Rodney Down farms with his wife Claire at Higher Wrantage Farm, Taunton, Somerset, with 125ha (307 acres) on a farm business tenancy and a further 323ha (800 acres) rented and contract farmed. He milks 300 Holstein Friesians and runs 350 beef cattle and followers. The farm includes 180ha (445 acres) feed wheat and 61ha (150 acres) of maize.

We even have volunteer maize growing in the wheat again. Most herbicides are on and we are beginning to go back into the early wheats with an aphicide and yet more herbicide on the black-grass areas.


Slugs have been enemy number one this year, with new problem areas springing up. I have re-drilled five hectares (12 acres) which were badly damaged, partly due to the fact the take-all seed dressing hit the vigour of the seed so hard and the wheat could not grow away from my new slippery little friends.


I made an appearance on the news last week regarding the ‘dairy crisis’.


This always has ramifications and this time it came from the local garage and corner shop. ‘Moaning again on the news, I see’, was the theme of the comments from the shopkeeper.


This called for action, so standing by the refrigerators I set to work educating a whole shop of people on the issues of spring water selling for £1 per litre while their milk was being sold for just 75ppl.
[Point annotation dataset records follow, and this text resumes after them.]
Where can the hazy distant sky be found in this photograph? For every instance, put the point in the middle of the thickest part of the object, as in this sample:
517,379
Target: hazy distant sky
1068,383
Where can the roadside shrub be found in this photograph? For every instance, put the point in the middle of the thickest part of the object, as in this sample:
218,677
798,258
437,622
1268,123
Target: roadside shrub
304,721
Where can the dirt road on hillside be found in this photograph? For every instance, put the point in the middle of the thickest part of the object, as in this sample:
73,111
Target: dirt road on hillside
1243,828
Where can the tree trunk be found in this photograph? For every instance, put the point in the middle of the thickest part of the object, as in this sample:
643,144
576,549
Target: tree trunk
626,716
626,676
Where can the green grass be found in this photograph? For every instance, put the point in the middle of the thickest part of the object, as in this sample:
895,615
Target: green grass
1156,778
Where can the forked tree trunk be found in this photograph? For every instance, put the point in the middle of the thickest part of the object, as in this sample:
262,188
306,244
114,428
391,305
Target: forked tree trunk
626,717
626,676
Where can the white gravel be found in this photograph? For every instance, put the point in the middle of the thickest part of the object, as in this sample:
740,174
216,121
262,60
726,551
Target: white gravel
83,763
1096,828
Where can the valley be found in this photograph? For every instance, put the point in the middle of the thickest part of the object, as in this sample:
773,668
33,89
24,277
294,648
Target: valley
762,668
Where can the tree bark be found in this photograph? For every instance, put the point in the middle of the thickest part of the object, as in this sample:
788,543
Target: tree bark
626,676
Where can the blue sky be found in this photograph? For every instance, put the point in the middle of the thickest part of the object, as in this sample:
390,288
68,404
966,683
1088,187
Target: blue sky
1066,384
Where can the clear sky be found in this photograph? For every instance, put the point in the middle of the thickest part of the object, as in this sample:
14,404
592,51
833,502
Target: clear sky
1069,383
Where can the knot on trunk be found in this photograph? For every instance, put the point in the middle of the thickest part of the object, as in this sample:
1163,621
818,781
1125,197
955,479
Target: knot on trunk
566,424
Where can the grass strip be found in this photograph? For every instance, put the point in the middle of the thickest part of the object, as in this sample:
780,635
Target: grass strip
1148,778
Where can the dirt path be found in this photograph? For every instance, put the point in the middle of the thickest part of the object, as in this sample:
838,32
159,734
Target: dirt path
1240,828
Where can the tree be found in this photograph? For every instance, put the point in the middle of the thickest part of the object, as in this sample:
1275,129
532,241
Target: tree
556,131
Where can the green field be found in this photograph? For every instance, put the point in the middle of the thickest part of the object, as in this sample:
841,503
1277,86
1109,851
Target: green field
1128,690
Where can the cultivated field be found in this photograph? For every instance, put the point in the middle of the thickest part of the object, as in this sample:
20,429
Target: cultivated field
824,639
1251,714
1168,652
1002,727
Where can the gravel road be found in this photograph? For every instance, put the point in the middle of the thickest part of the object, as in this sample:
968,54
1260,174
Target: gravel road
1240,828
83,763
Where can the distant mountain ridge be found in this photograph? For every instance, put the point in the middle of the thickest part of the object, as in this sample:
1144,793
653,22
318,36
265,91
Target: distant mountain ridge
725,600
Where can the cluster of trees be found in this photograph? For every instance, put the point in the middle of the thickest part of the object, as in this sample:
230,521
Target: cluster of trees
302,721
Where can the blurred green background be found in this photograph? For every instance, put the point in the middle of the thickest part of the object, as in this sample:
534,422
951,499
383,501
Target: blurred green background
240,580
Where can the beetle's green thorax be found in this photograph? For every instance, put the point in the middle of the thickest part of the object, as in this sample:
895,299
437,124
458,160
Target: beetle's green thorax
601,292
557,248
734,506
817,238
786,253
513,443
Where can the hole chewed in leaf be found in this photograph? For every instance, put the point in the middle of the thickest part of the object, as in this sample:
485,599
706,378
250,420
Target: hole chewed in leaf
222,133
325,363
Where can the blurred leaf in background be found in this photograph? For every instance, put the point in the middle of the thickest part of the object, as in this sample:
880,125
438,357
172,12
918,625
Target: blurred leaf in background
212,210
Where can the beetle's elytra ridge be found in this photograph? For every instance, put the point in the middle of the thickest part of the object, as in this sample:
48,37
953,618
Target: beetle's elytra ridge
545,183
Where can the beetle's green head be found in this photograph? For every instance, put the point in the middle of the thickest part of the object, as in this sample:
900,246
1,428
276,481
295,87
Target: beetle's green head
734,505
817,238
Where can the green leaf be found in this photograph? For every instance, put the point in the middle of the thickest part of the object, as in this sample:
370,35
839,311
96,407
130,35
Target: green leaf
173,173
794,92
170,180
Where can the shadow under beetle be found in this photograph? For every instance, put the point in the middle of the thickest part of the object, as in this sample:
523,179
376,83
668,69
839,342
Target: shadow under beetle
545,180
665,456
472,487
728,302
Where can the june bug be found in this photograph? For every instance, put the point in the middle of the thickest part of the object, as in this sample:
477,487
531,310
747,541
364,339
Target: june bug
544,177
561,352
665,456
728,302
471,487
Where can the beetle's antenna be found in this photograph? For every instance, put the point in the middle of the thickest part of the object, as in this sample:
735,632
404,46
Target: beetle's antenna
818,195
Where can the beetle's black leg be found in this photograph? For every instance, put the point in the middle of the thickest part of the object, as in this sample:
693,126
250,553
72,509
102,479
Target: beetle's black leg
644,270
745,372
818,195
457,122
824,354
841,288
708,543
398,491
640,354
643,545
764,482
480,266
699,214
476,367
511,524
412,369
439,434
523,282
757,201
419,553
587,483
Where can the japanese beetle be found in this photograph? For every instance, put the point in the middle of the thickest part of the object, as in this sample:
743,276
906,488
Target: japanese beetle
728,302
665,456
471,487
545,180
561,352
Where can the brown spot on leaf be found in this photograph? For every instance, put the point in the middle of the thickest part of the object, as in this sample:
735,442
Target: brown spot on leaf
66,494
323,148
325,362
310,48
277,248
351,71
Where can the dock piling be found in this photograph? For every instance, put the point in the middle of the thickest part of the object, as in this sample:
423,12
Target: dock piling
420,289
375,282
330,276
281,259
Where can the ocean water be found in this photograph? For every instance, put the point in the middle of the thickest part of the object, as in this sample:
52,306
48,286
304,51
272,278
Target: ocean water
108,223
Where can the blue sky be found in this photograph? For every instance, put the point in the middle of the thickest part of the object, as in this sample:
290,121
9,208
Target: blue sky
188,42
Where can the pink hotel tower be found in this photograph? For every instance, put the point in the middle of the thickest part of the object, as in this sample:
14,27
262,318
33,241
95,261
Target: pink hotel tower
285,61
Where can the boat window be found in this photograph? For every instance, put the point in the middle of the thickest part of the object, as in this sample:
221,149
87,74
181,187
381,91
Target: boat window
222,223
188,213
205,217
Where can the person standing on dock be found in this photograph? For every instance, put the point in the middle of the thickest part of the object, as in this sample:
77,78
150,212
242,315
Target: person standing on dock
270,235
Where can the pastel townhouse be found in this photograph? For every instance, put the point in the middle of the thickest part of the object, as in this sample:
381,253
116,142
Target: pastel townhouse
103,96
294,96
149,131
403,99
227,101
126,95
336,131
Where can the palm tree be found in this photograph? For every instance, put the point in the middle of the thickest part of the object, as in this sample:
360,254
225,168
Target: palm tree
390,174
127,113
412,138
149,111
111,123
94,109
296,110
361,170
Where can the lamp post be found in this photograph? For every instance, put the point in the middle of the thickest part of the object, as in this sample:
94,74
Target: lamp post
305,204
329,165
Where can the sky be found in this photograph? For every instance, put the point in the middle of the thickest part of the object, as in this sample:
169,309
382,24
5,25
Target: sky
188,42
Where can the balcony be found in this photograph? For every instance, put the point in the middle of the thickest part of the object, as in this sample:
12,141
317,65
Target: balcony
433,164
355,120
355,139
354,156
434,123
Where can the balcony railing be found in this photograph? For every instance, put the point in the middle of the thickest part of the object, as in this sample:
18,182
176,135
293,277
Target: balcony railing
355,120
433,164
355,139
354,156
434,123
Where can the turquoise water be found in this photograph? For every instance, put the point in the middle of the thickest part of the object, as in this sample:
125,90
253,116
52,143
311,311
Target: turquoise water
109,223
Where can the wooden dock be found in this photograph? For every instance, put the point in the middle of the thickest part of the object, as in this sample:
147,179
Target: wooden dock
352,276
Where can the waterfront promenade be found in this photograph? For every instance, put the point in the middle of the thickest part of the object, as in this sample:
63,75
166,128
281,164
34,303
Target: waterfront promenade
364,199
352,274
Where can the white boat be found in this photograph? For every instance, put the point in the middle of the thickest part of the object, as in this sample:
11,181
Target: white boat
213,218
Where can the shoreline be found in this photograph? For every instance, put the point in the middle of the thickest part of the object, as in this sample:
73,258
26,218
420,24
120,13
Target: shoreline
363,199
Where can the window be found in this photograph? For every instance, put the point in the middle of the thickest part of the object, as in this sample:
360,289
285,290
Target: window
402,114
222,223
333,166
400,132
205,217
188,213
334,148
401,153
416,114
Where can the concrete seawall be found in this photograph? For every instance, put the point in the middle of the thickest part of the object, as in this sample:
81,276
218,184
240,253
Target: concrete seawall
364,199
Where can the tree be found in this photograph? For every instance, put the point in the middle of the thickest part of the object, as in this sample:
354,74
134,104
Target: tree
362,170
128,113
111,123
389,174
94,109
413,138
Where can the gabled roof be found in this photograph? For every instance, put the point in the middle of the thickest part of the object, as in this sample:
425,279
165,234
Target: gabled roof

I have never been so close to being given my diesel and a bottle of now shaken milk, just to get me out of a shop. The milk in question was a local branded product which someone worked hard at to add value to, only for someone else to devalue it.


On-farm, the cows are now finally settled onto the winter ration, after a few scours and bugs went through the herd.


All this, combined with a TB test (all clear, thank goodness), IBR vaccinations and unruly heifers in abundance - it is no wonder some cows get a little stressed and ill.


Claire was also stressed last week when she took five-year-old Harrison for his flu jab. He said to the nurse: “You can keep away from me with the long, sharp pointy thing for a start,” and then walked out of the building leaving everyone in fits of laughter!